A memória alcançou, fui atrás das minhas próprias
decepções, elaborando uma longa lista dos votos que dei em eleições
parlamentares proporcionais. Dela constam eleitos e não eleitos,
candidatos a vereador, deputados estaduais e federais. Curiosamente, com
nenhum me frustrei. Todos os que cumprem ou cumpriram mandatos integram um
grupo infelizmente bastante restrito, formado por gente da melhor qualidade
pessoal. Essa constatação levou-me a investigar suas causas e fui encontrá-la
numa conversa de décadas atrás, com o querido amigo, o prof. Cézar Saldanha
Souza Júnior.
Explicou-me ele que, pelo motivo adiante apontado, o
parlamentar precisa ser escolhido como um representante de opinião. Deveria
o eleitor, portanto, designar seu voto a alguém com cujos princípios, valores,
ideias e ideais sintonizasse. Trata-se como se percebe, de um critério muito
exigente: o eleitor precisa conhecer o candidato, certificar-se desse
alinhamento e assegurar-se de que, na rua esburacada da política, seu deputado
ou vereador não resvalará para a sarjeta. Minha dificuldade sempre consistiu em
escolher apenas um dentre vários bons. E muitos não alcançaram sucesso.

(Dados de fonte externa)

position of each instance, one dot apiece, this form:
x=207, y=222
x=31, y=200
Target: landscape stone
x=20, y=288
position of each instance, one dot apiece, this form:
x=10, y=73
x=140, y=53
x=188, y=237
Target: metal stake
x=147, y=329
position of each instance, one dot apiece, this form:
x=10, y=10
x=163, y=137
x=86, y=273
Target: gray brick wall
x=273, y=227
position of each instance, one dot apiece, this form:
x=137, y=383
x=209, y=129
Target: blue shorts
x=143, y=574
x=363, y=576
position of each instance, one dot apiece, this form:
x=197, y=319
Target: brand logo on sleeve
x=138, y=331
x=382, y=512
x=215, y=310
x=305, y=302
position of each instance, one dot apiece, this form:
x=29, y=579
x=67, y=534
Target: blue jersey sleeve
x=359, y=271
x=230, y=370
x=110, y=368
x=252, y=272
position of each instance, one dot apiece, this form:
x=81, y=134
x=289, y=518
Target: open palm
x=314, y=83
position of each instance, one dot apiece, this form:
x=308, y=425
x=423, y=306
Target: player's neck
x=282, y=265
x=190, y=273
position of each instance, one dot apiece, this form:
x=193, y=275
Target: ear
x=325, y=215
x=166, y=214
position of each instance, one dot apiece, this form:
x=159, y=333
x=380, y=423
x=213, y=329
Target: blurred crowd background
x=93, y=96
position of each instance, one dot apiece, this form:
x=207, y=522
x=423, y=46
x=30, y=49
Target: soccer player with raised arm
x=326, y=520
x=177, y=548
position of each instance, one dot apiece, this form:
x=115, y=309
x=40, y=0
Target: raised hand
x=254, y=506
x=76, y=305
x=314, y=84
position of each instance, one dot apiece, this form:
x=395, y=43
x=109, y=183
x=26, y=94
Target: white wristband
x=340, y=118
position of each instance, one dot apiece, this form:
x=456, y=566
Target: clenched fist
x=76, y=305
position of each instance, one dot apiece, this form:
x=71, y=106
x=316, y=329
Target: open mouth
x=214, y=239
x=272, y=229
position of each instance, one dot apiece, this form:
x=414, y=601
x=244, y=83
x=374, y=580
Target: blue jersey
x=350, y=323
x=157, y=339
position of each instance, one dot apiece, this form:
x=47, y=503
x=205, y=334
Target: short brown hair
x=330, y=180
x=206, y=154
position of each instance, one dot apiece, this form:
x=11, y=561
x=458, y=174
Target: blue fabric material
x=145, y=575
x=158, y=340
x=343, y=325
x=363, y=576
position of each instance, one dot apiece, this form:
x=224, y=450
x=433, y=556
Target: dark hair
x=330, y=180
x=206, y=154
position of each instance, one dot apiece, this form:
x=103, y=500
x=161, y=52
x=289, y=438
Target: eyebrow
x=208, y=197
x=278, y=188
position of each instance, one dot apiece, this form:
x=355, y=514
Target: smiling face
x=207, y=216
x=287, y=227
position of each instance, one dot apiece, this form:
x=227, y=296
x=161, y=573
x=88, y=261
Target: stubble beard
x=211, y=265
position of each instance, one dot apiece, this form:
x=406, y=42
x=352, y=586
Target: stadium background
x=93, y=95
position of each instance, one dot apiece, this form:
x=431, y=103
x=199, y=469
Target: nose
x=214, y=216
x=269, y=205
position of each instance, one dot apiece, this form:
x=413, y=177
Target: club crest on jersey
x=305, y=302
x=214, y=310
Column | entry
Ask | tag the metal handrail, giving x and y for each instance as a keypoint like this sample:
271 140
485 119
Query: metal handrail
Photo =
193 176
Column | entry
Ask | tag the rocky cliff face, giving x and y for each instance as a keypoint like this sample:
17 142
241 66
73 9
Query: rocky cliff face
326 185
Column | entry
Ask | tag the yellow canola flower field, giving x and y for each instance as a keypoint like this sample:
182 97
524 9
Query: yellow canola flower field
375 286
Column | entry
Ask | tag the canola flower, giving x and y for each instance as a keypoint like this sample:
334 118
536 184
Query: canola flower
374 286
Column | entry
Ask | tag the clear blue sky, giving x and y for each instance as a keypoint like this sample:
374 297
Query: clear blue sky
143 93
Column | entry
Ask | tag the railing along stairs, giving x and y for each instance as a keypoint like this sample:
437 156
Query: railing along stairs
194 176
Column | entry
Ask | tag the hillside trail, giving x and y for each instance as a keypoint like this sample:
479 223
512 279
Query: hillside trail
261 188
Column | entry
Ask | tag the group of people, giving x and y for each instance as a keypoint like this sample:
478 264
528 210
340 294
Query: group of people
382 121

Observemos o corruptódromo que se formou
entre parcela expressiva do Congresso Nacional. Esse grupo criminoso foi eleito por pessoas que
votam de qualquer jeito, em qualquer sujeito, por reprováveis motivos. Muitos,
também, foram ungidos por eleitores para os quais deputado (ou vereador) deve
ser um "representante de interesses". Estribado em tal
critério, o eleitor escolhe alguém para cuidar de si. É sua montaria da vez, o
parelheiro escolhido para a eleição. Na vida real, o parlamentar selecionado
para cuidar dos interesses desse eleitor e do grupo com o qual ele se
identifica vai deliberar apenas ocasionalmente sobre esses específicos temas.

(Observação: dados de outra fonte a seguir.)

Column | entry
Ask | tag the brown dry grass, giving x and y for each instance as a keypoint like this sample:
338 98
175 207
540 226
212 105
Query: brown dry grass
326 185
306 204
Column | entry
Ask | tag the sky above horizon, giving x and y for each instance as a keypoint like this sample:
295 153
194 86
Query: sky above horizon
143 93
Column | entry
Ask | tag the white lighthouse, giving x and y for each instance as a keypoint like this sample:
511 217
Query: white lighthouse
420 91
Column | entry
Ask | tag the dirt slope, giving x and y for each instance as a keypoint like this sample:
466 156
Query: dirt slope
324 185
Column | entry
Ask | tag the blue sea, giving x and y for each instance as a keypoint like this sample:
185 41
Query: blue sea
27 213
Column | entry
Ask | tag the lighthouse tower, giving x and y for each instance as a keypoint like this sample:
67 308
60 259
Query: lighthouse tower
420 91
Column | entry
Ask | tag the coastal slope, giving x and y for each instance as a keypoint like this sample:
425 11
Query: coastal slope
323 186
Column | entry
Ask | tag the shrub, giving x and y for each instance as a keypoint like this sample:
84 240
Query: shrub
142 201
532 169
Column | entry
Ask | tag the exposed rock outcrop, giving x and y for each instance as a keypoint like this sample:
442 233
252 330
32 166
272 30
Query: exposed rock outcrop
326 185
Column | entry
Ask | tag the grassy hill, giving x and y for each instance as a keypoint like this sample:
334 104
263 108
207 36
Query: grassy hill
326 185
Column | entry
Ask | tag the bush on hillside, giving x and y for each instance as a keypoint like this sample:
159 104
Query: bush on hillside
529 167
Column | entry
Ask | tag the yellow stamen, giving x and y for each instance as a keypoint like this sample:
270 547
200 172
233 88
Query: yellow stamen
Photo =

Mas decidirá sobre tudo mais o tempo todo! E é aí
que o remédio vira veneno. Na maior parte do mandato, o representante do
eleitor interesseiro estará cuidando dos próprios interesses, e eles
conflitarão com os do eleitor. Estará fazendo para si mesmo e para
outros aquilo que o eleitor queria que ele fizesse para si contra os outros:
distribuindo benefícios com dinheiro de todos.
E vem a decepção, arrastando o arrependimento. Posta a questão em palavras
duras: um eleitor que leva aos parlamentos pessoas que
zelem por seus interesses pessoais, não raro egoísticos, tem direito de se
decepcionar quando seus escolhidos - no município, no Estado e em
Brasília - passam a fazer exatamente a mesma coisa
por si mesmos? Quem já acompanhou o que acontece nos plenários quando as
galerias estão lotadas ululando reivindicações sabe o quanto é raro que ali se
reivindique a favor do interesse público.